Sonic Automotive Inc., the fifth-largest U.S. dealership group, reported fourth-quarter profit Wednesday that missed analysts’ estimates. Jeff Dyke, Sonic’s president, said “challenging” times for BMW AG and Honda Motor Co. were partly to blame. Many of Sonic’s stores selling those companies’ brands are in California, the home of Tesla’s headquarters and by far the largest market for the Model 3 sedan.
When asked by an analyst whether Tesla factored in BMW’s challenges, Dyke answered on Sonic’s earnings call: “There’s no question.”
“I’ve spent a lot of time in manufacturing meetings, and five years ago, Tesla was just not even a real big topic,” Dyke said. “Today, it’s at the top of everybody’s board, and it needs to be.”

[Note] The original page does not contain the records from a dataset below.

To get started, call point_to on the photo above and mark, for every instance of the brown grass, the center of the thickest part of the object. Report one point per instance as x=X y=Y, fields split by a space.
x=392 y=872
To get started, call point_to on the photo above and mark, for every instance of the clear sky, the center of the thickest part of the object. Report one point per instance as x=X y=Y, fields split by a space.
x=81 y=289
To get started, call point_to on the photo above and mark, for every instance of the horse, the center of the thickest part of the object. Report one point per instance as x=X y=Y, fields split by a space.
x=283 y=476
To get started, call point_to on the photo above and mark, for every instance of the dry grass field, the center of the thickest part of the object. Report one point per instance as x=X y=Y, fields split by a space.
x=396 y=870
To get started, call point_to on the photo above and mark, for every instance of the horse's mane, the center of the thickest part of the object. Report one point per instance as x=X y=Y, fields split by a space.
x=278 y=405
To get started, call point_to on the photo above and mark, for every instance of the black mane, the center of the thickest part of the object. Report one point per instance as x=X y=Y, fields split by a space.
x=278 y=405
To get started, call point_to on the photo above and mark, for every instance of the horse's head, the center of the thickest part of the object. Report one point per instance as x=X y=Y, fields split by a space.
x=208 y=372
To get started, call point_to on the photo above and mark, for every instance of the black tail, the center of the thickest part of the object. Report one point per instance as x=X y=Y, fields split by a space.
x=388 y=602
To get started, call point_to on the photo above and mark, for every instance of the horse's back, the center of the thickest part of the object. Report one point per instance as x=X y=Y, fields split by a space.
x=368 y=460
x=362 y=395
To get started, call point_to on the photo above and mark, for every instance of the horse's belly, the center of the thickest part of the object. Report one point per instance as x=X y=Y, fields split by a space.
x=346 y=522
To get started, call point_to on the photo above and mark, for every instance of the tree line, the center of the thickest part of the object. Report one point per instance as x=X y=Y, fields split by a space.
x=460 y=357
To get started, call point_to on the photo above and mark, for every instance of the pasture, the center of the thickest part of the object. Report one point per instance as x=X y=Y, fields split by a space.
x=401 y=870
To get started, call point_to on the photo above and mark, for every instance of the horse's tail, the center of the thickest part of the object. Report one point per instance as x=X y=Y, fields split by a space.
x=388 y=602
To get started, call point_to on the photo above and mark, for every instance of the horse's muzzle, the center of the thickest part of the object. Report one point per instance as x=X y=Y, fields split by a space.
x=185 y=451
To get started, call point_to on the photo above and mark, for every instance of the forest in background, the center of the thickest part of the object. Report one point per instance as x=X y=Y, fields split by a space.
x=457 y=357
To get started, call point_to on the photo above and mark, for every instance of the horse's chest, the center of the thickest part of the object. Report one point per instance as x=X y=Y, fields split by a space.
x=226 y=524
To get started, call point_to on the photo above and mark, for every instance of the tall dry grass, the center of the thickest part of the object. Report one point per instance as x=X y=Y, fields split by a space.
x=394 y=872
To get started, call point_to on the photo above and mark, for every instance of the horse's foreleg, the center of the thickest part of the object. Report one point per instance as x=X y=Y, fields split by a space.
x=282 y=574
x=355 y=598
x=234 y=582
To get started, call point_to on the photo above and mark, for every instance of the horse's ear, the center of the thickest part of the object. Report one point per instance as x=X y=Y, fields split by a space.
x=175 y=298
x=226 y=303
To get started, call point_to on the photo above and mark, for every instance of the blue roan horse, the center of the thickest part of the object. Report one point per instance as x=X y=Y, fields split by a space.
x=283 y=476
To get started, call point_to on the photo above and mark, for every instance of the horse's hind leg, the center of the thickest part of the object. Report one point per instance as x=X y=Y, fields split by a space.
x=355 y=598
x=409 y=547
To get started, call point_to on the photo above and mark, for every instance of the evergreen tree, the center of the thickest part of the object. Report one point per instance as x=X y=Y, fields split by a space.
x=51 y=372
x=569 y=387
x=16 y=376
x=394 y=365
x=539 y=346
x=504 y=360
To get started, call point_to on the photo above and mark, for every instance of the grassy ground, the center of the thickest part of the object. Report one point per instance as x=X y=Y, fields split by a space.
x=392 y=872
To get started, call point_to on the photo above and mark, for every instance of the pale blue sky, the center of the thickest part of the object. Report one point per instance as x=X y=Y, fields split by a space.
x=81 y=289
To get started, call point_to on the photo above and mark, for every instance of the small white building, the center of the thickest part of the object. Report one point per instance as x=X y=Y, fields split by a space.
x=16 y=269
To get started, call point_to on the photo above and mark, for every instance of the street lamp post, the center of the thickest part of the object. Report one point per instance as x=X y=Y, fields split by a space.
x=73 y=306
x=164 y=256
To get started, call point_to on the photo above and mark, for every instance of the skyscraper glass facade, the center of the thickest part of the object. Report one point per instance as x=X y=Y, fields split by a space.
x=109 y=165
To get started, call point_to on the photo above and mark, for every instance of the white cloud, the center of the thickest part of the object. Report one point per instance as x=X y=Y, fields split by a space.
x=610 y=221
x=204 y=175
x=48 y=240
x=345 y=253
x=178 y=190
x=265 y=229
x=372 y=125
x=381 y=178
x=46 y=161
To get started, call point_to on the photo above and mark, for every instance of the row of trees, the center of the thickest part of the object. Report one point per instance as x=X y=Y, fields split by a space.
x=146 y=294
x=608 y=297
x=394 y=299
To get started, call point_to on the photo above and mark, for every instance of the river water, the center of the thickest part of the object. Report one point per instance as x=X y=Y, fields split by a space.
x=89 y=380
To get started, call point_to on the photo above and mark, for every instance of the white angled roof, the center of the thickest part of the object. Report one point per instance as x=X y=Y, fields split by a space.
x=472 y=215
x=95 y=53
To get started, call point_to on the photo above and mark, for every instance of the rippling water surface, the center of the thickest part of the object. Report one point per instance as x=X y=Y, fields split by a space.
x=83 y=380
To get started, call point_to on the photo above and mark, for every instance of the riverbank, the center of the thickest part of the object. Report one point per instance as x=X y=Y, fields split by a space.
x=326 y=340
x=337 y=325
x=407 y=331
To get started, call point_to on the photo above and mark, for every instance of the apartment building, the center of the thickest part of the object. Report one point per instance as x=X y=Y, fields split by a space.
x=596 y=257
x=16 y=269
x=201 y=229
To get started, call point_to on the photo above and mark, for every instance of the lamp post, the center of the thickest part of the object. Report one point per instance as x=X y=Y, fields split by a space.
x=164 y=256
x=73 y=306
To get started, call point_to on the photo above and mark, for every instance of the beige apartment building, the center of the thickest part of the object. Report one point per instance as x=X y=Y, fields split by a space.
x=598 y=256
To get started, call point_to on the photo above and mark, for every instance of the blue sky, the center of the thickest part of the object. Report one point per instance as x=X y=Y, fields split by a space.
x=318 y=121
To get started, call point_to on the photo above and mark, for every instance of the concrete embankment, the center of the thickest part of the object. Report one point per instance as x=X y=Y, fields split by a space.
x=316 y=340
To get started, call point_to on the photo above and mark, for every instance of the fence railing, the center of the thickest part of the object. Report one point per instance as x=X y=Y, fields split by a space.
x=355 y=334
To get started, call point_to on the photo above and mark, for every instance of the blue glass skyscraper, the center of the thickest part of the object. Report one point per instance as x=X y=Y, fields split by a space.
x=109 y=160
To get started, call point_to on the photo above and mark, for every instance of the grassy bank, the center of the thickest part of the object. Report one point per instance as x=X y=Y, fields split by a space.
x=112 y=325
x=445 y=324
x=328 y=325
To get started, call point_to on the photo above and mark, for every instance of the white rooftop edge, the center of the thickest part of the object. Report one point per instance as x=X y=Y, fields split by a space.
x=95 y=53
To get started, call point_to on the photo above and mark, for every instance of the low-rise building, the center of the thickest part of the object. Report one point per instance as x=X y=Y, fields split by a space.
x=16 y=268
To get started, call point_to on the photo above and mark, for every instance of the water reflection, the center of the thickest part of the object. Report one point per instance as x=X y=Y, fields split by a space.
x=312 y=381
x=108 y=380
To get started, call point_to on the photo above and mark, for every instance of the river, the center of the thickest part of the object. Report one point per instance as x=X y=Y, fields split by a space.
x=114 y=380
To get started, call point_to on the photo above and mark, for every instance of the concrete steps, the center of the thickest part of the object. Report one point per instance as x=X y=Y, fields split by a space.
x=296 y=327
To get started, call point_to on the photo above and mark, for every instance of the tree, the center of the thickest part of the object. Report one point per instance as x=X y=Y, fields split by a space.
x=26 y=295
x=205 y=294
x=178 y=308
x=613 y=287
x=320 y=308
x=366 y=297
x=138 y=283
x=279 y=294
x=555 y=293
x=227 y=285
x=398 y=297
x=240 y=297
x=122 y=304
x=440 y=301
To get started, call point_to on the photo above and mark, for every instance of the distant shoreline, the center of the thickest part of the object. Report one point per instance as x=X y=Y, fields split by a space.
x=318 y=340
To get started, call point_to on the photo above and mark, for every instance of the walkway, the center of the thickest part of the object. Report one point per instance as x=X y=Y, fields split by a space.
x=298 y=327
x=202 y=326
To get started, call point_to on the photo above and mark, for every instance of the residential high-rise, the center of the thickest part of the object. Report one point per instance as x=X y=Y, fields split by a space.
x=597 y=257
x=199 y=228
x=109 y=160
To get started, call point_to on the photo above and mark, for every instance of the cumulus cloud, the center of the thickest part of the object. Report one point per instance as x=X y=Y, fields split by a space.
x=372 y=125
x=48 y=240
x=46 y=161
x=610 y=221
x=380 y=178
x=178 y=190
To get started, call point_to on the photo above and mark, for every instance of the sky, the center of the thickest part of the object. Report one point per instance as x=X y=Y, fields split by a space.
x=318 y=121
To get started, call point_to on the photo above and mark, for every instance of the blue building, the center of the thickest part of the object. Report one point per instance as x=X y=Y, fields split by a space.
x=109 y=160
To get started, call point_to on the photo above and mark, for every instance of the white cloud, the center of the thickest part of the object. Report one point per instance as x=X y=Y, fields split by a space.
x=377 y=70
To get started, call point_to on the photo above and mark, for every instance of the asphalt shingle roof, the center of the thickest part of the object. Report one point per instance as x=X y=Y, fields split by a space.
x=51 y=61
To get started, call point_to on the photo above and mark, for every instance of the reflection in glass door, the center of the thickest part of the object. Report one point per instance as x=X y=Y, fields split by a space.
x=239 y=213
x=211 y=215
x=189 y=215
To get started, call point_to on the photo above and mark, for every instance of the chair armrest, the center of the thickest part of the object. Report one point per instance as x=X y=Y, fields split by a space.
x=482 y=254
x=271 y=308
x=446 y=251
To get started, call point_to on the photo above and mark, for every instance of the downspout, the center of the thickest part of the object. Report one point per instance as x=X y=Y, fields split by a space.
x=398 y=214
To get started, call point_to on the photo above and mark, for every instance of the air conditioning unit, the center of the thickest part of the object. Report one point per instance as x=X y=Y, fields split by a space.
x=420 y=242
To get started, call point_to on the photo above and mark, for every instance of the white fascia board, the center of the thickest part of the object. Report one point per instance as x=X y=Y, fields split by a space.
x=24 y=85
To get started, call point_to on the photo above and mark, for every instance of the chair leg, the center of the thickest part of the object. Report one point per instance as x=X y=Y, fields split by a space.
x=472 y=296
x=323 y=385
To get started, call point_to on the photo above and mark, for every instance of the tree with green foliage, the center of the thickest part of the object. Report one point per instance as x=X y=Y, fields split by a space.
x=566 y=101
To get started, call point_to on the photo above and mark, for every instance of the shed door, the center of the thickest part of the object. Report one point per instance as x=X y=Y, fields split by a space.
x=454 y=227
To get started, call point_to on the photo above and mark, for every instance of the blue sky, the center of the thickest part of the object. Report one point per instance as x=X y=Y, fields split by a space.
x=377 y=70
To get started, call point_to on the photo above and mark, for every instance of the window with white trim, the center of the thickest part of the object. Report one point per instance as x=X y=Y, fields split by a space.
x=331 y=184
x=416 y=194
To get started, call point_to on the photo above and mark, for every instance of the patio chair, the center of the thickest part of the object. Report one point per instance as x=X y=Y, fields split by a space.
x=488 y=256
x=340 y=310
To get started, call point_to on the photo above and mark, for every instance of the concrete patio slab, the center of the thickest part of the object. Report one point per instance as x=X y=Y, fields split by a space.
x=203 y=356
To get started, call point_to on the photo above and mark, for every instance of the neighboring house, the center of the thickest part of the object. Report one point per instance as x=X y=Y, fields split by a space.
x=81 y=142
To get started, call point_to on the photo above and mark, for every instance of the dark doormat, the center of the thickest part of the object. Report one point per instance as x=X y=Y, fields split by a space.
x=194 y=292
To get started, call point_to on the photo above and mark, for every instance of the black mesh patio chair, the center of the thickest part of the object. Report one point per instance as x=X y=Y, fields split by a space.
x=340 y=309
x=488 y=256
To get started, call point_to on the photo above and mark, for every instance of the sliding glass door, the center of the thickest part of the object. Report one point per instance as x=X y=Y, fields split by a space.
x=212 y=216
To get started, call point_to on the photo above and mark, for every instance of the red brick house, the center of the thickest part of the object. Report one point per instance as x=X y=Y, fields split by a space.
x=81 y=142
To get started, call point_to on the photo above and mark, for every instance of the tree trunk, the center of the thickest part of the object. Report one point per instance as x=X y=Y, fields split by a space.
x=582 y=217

Tesla has eschewed a traditional dealership network in favor of direct sales from its stores and through online ordering. While other retailers have criticized CEO Elon Musk’s approach and said it may be slowing the electric-car maker’s deliveries and repairs, Dyke gave the billionaire credit.
“You can say all that you want about their service problems and all, they’ll just keep selling more cars, and I don’t know if it’s more of a cult than anything else,” Dyke said. “My hat off to them — they’re selling a lot of cars, and there is no question in California that it’s getting in our shorts.”